Ausbruch in Seniorenheim: Zwölf Bewohner und zwei Mitarbeiter sind am Virus erkrankt – Niemand zeigt bislang Symptome
Erst geimpft, dann corona-positiv

Rödinghausen (WB) -

Bislang war das Rödinghauser Seniorenheim Haus am Wiehen von Corona-Infektionen verschont geblieben. Nun aber haben sich zwölf der 90 Bewohner mit dem Virus angesteckt, dazu zwei Mitarbeiter. Erst Ende Dezember waren fast alle Senioren und die Belegschaft geimpft worden.

Mittwoch, 06.01.2021, 18:45 Uhr aktualisiert: 06.01.2021, 22:38 Uhr
Im Rödinghauser Haus am Wiehen sind zwölf Bewohner und zwei Mitarbeiter positiv auf Corona getestet worden. Foto: Daniel Salmon

„Am 28. Dezember hatten wir unsere regelmäßigen Schnelltests bei uns im Haus durchgeführt. Alle waren negativ ausgefallen“, erklärt Klaus Watermann, Geschäftsführer der Praetorius AG, die das Seniorenheim betreibt. Tags darauf sei ein mobiles Impfteam des Kreises Herford angerückt. „Bis auf drei Personen wurde jeder geimpft“, so Watermann, der selbst auch die erste Dosis der zweistufigen Schutzimpfung erhalten hatte.

Am folgenden Sonntag, 3. Januar, standen erneut Schnelltests an. „Da wurden zwei Bewohner positiv auf das Virus getestet“, erklärt Watermann, der umgehend das Kreisgesundheitsamt einschaltete. Die daraufhin angeordneten und genaueren PCR-Testungen aller Bewohner und der kompletten Belegschaft bestätigten die nun bestätigte Anzahl an Infektionen. Die Ergebnisse waren bereits am vergangenen Montag bekanntgeworden. Dass die positiven Schnelltests eine Reaktion auf den Impfstoff sein könnten, halten Experten übrigens für wenig wahrscheinlich.

„Die Betroffenen befinden sich jetzt natürlich alle in Quarantäne“, teilt der Heim-Geschäftsführer mit. Keiner der ausnahmslos über 80-jährigen Heimbewohner würde Covid-19-Symptome zeigen. „Niemand hat Fieber oder leidet unter dem Verlust des Geruchs- oder Geschmackssinns.“ Watermanns Hoffnung ist nun, „dass wir dank der Impfungen mit einem blauen Auge davonkommen“.
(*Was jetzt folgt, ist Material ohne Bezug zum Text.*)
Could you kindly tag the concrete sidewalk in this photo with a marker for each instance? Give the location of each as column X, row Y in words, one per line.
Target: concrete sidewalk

Er vermutet, dass das Virus entweder von Angehörigen der Bewohner oder von Mitarbeitern ins Haus am Wiehen gebracht worden sei: „Das sind für mich die einzigen beiden logischen Erklärungsmöglichkeiten.“

Klaus Watermann legt Wert darauf, zu betonen, dass die Hygienestandards in der Rödinghauser Einrichtung seit Ausbruch der Pandemie auf einem hohen Level gehalten würden. „Wir halten uns streng an die Empfehlungen des Robert-Koch-Instituts und befolgen natürlich die Vorgaben aus der Politik.“ Die jeweils zum Tragen kommenden Konzepte würden sich zudem stets eng an dem gerade vorliegenden Infektionsgeschehen orientieren.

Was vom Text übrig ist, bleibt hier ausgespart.